Quizás en algún momento de tu vida, o incluso ahora, hayas dudado en dejar tu puesto de trabajo. Cuando esto sucede una de las primeras dudas que nos surgen (siempre que no se tenga una posibilidad real de ser contratado en algún otro trabajo) es si tendremos, o no, derecho a paro (suponiendo que reunamos los plazos de cotización exigidos). 

Pues bien, el título de este nuevo artículo ya nos adelanta que en esta cuestión hay una regla general. Y en efecto, como ya estarás pensando, la regla general es que, si un trabajador decide extinguir unilateralmente la relación laboral que tiene con la empresa en la que trabaja, no tendrá derecho a paro.  

Esto viene fijado en el artículo 267.2 de la Ley General de la Seguridad Social (LGSS), que establece que “no se considerará en situación legal de desempleo a los trabajadores que se encuentren en alguno de los siguientes supuestos: a) cuando cesen voluntariamente en el trabajo…”. 

Pero, si esto es una regla general, evidentemente, es porque también hay una serie de excepciones. Por tanto: Sí, sí hay una serie de supuestos en los que puedes tener derecho a paro aunque hayas decidido dejar voluntariamente tu trabajo. Estos supuestos vienen determinados en el precepto que acabamos de ver, el cual fija como prerrogativas a esta regla general  las excepciones previstas “en el apartado 1. a) 5”.  

Pero, te preguntarás ¿Cuáles son las excepciones que se fijan en el apartado 1. a) 5? 

Pues bien, el apartado 1. a) 5 de la LGSS nos remite al Estatuto de los Trabajadores (concretamente al artículo 40, 41.3, 49.1 m) y 50 del Texto Refundido de la Ley del Estatuto de los Trabajadores). En estos preceptos encontraremos las circunstancias en las que el trabajador puede solicitar ser beneficiario de la prestación por desempleo, aún habiendo rescindido el contrato de trabajo de forma unilateral. En todos estos casos nos referiremos a situaciones en las que el trabajador solicita la extinción del contrato por causas excepcionales y ajenas a él, y son las siguientes:  

-Por un cambio sustancial de las condiciones de trabajo por parte del empleador. Estos cambios deben de ser lo suficientemente significativos como para que fuercen al trabajador a pedir la extinción del contrato de trabajo. Además, estas modificaciones deben de imponerse sin respetar lo previsto en el artículo 41 del Estatuto de los Trabajadores (modificaciones sustanciales por razones económicas, técnicas, organizativas o de producción) y deben redundar en menoscabo de la dignidad del trabajador. 

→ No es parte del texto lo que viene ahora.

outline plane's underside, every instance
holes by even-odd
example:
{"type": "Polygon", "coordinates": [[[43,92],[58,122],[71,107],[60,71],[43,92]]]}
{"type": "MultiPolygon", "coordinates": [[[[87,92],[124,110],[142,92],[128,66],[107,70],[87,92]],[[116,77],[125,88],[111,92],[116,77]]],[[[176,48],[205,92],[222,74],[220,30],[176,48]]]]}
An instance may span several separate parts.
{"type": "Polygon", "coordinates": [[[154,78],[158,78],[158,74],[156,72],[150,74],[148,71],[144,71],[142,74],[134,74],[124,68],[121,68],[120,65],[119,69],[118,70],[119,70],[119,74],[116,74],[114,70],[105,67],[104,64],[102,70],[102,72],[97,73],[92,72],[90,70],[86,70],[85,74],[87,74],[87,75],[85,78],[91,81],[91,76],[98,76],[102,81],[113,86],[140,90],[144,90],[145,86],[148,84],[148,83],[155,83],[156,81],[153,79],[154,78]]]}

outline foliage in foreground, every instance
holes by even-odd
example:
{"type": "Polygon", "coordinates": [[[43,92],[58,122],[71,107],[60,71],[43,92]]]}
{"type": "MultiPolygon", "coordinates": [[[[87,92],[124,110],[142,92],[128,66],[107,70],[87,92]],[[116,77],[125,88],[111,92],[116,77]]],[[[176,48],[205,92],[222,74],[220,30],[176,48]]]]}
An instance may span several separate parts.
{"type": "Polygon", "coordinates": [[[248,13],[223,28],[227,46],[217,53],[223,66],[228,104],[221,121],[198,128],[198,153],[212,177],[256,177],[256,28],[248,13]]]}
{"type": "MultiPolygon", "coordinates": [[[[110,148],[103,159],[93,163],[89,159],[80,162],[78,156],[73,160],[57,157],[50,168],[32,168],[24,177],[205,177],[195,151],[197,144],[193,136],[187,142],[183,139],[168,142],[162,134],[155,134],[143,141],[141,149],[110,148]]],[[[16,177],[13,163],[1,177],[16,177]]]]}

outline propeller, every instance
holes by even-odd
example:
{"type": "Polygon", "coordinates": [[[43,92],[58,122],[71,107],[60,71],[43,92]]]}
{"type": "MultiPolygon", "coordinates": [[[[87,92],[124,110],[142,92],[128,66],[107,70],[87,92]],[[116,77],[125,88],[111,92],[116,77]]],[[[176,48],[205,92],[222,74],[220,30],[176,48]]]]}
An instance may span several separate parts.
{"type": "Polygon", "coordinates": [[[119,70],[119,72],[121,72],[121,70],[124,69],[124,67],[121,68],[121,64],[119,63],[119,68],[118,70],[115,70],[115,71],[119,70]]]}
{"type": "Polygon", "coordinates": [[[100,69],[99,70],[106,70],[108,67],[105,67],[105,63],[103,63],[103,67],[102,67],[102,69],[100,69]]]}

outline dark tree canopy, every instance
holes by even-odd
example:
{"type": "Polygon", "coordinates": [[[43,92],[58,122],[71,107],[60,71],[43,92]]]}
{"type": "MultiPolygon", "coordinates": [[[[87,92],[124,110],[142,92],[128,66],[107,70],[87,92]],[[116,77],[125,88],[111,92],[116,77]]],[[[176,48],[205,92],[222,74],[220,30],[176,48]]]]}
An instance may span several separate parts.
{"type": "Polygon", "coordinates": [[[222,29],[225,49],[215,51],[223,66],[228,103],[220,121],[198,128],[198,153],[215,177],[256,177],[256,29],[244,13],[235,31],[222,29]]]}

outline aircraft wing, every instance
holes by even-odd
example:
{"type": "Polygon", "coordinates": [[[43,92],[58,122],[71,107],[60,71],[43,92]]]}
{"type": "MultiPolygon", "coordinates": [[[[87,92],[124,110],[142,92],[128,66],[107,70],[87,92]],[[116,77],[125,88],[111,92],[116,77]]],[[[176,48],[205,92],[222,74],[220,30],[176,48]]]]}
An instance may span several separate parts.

-Por la imposición de movilidad geográfica con respecto al centro de trabajo habitual. Para que se pueda alegar esta excepción es necesario que se cumpla alguno de estos supuestos: 1. Que la movilidad geográfica implique un cambio de domicilio para poder acudir al nuevo centro de trabajo. 2. Que se superen ciertas distancias para acudir al nuevo puesto. 3. Que el empresario no haya comunicado el nuevo traslado con una antelación mínima de 30 días. 4. Que la nueva ubicación suponga un gasto superior a la nómina que ingresamos. 

-Por impago o retraso en el pago de las nóminas. En esta excepción tenemos que hacer un pequeño matiz, ya que para alegarla es necesario un procedimiento judicial previo. 

-Por maltrato de la mujer en situaciones de violencia de genero. Esto es así en los casos en los que la violencia de género fuercen a tener que cambiar de trabajo.